Luka Chuppi will baptize Lakshman Utekar as a director into the world of Bollywood, though he has been a familiar name in the Marathi film circuit, apart from having shot films of Amitabh Bachchan, Shah Rukh Khan and Sridevi in the past.

“Well, I am familiar with the environment of Bollywood. Obviously I have an interest in storytelling and have directed two Marathi films in the past. It wasn’t that difficult. We had worked on the script of Luka Chuppi for two years, so there was no space for confusion when we went on the floors,” says Laxman.

It might come as a shock to many that Laxman had initially rejected the film when the offer came his way. “Rohan Shankar had written the script of my last Marathi film Lalbaugchi Rani and when he came with this script, my instant reaction was no. I am a Maharashtrian, and to direct a film whose milieu is places like Mathura and Gwalior or North in other words, initially proved a bit daunting. I felt that I won’t be able to justify the subject.” It was only later that he took up the challenge and made several rounds of Mathura, Agra and Gwalior just to familiarise himself with the environment. “This was more like a challenge to me. James Cameron had made Avatar and that does necessarily mean that he had actually lived in that era. It was only after having stayed at Mathura for 12 days at stretch during one of my visits that I got enough confidence to approach Mr Dinesh Vijan,” reveals Laxman.

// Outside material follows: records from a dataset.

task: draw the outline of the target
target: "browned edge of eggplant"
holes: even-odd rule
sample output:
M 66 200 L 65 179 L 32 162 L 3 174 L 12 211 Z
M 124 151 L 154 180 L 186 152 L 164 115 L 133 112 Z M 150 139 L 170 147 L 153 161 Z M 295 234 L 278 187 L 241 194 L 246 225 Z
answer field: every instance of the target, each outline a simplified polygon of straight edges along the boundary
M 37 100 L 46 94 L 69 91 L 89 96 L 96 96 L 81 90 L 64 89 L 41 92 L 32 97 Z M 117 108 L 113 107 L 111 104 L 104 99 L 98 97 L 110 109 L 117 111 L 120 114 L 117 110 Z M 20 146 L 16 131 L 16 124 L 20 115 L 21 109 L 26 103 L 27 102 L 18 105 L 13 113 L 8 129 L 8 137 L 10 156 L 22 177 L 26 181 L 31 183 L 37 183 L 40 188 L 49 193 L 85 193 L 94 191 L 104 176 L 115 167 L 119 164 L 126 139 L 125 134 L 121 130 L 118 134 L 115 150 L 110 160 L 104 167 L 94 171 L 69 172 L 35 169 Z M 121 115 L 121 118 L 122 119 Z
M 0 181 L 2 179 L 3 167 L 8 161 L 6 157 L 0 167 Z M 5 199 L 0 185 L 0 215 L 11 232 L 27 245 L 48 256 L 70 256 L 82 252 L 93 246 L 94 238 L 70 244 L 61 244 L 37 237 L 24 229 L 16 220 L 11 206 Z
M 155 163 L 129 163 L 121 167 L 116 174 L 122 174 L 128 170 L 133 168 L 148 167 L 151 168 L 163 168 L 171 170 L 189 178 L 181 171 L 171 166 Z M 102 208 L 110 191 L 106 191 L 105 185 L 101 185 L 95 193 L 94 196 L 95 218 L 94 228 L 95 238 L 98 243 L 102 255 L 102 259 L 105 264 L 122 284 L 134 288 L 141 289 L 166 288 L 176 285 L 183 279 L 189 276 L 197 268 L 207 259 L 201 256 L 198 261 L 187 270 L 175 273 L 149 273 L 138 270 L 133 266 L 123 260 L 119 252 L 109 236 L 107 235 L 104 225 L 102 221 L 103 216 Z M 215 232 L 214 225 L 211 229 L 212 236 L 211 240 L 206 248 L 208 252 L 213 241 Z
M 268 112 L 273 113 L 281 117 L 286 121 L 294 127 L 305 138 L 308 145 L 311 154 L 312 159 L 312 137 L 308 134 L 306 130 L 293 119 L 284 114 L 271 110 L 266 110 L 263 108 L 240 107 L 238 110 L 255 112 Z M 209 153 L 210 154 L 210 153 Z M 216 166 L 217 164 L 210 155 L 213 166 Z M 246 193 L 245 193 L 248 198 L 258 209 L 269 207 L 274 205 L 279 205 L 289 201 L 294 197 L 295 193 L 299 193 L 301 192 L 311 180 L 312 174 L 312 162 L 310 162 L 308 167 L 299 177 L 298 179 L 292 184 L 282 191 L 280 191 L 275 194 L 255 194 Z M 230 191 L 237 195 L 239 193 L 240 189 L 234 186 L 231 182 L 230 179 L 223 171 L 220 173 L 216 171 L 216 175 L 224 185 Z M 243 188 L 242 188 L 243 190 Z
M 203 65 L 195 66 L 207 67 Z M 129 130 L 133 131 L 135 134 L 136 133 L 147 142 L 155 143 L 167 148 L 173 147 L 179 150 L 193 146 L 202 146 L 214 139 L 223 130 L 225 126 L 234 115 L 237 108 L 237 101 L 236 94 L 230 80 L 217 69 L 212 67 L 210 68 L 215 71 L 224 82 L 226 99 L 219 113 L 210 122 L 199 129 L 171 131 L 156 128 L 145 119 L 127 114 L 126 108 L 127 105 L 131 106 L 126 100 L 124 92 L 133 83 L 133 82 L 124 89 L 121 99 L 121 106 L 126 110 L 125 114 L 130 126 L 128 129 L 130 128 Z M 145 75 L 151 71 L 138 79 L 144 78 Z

For Laxman, giving up his core forte of cinematography for his debut Hindi film was not an easy decision. But he eventually relinquished the responsibility for his friend Milind Jog. "It was difficult but sometimes, you have to control yourself. I had taken the responsibility of both direction and cinematography for my last Marathi film but this time, it was an outdoor location with close to 15 actors, so I had a sense that managing both would be a daunting task. There was a possibility that it could have spoiled both, and then later thought it prudent to solely focus on my direction and storytelling.” Laxman believes performances and graph of a story are the real takeaways, as no one remembers the technical aspects of a film after it is over.

The director is candid enough to admit that both his Marathi films despite getting critical acclaim and awards, failed to make any dent at the box office. He also says that normally, when directors make their debut in Hindi films after having crossed over from regional cinema, they remake their own films in most cases. But it was not possible in his case as none of his films had worked at the box office. He believes that the box office collection of a film is the be all and end all for every filmmaker. “I think every film industry is about box office numbers. If films fail to run at the box office, how will other films be made? A film getting a critical acclaim or award is one thing but every director and producer, from the bottom of their heart, always wishes their films to do well at the box office.”

Despite the friendly mannerism, the director is a no-nonsense person on the sets and believes in taking charge of things. “I have a dominating personality on my film sets and if I want something, it might as well be there on the set. When you are dominant, it basically speaks of your confidence. I have directed before and there was no such pressure on me. Also, I was not working with any senior actor. Both Kriti and Kartik are intelligent and fab actors, and made my job easy.”